Los momentos más memorables suelen ir unidos a la sin razón, a todo aquello que no pensamos y nos sale porque sí, porque nos apetece. Estoy dispuesto a aceptar esta afirmación siempre que reconozcamos que son igualmente efímeras y que no ocupan un porcentaje de tiempo en nuestras vidas significativo. Uno no siempre está borracho en el punto justo, ni gracioso en cada cosa que dice.
"Los seres humanos se encuentran biológicamente programados para sentirse apasionados entre 18 y 30 meses! (Cindy Hazan, Universidad de Cornell en New York). Tenemos no mucho más de 2 años para ser apasionados, señores, al tema. Al parecer, el verdadero enamoramiento aparece cuando el cerebro produce Feniletilamina, algo parecido a las anfetaminas. Al inundarse el cerebro de esta sustancia, éste responde mediante la secreción de dopamina (neurotransmisor responsable de la capacidad de desear algo y de repetir un comportamiento que proporciona placer), norepinefrina y oxiticina (además de estimular las contracciones uterinas para el parto y hacer brotar la leche, parece ser además un mensajero químico del deseo sexual), y comienza el trabajo de los neurotransmisores que dan lugar a los arrebatos sentimentales, en síntesis: se está enamorado. Estos compuestos combinados hacen que los enamorados puedan permanecer horas haciendo el amor y noches enteras conversando, sin sensación alguna de cansancio o sueño.

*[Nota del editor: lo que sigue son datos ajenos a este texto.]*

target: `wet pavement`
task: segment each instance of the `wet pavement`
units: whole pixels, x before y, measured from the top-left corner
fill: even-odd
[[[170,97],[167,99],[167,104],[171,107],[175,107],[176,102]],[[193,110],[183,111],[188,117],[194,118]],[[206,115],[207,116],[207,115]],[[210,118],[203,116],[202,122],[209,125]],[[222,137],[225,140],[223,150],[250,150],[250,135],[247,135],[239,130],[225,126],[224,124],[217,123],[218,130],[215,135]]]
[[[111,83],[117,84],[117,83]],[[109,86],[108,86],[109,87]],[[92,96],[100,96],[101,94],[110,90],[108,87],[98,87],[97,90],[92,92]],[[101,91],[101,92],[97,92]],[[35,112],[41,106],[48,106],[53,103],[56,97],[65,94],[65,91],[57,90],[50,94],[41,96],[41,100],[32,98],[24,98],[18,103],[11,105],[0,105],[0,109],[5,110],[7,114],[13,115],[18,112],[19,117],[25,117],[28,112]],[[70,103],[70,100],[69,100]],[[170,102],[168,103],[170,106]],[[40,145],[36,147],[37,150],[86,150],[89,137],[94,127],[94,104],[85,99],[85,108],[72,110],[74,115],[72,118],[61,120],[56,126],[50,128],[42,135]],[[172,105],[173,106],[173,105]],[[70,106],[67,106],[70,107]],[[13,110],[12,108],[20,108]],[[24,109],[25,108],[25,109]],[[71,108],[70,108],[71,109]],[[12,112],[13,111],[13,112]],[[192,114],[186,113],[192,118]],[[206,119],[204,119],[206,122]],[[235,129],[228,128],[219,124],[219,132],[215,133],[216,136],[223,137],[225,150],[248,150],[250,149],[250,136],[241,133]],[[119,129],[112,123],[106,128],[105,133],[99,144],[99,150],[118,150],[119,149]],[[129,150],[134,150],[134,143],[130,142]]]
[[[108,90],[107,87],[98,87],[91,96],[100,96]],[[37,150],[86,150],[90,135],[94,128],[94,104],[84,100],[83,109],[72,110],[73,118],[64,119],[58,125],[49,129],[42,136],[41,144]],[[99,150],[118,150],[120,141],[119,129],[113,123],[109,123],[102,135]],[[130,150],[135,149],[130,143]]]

Con el tiempo el organismo se va haciendo resistente a los efectos de estas sustancias y toda la locura de la pasión se desvanece gradualmente, la fase de atracción no dura para siempre y comienza entonces una segunda fase que podemos denominar de pertenencia dando paso a un amor más sosegado. Se trata de un sentimiento de seguridad, comodidad y paz. Dicho estado está asociado a otra DUCHA QUÍMICA. En este caso son las endorfinas -compuestos químicos naturales de estructura similar a la de la morfina y otros opiáceos- los que confieren la sensación común de seguridad comenzando una nueva etapa, la del apego. Por ello se sufre tanto al perder al ser querido, dejamos de recibir la dosis diaria de narcóticos. La pareja, entonces, se encuentra ante una dicotomía: separarse o habituarse a manifestaciones más tibias de amor -compañerismo, afecto y tolerancia-.
Volvamos pues a lo importante: necesitamos segregar constantemente dopamina y que las endorfinas no nos encuentren pronto. Y como el cuerpo es la máquina perfecta jamás creada, no hay suficientes estudios como para comprender la efectividad de elementos externos en nuestro cuerpo para esta sustancia. Lo que sí es seguro es que conocemos cómo elevar los niveles de dopamina de un modo natural:
1. Hacer ejercicio. La actividad física es fundamental para mantener un estilo de vida sano
2. Marcarse y cumplir objetivos: satisfacción
3. Escuchar música: he aquí la explicación cuando una canción nos salva una tarde
4. Evitar adicciones
5. Practicar sexo
El problema principal es que las endorfinas, en realidad, nos hace sentir bien. Por algo la llaman la droga de la felicidad. Tenemos subidón de dopamina y queremos nuestro ratito de endorfina para disfrutarlo, para quedarnos en el sofá relajados. En el amor ocurre lo mismo. Las endorfinas nos llaman a la tranquilidad, al bienestar de que nada ocurra (se supone que nada malo, pero a veces nada es eso, ni malo ni bueno). La dopamina sería lo irracional del amor, nuestros instintos más primarios, aquellos que genera el cuerpo y nos hacen estar alerta. La endorfina es casarse equivocadamente.
El amor no puede con todo, lo cual es absolutamente cierto y necesario a la vez. Mala excusa nos encontraríamos si todo valiera en nombre del amor, racional o no. Vivir es hacer cosas a cada momento. Nos empeñamos en seguir agarrados al amor más etéreo que existe, el que debería ser. Como quiero debo hacer esto y aquello.
Dicho esto, no sé por qué cualquier cosa dicha por una Universidad americana debería ser cierta. Creo firmemente en la dopamina más allá de los 3, 10 o 15 años. En mi caso, depende más de la sonrisa que la acompañe que del tiempo.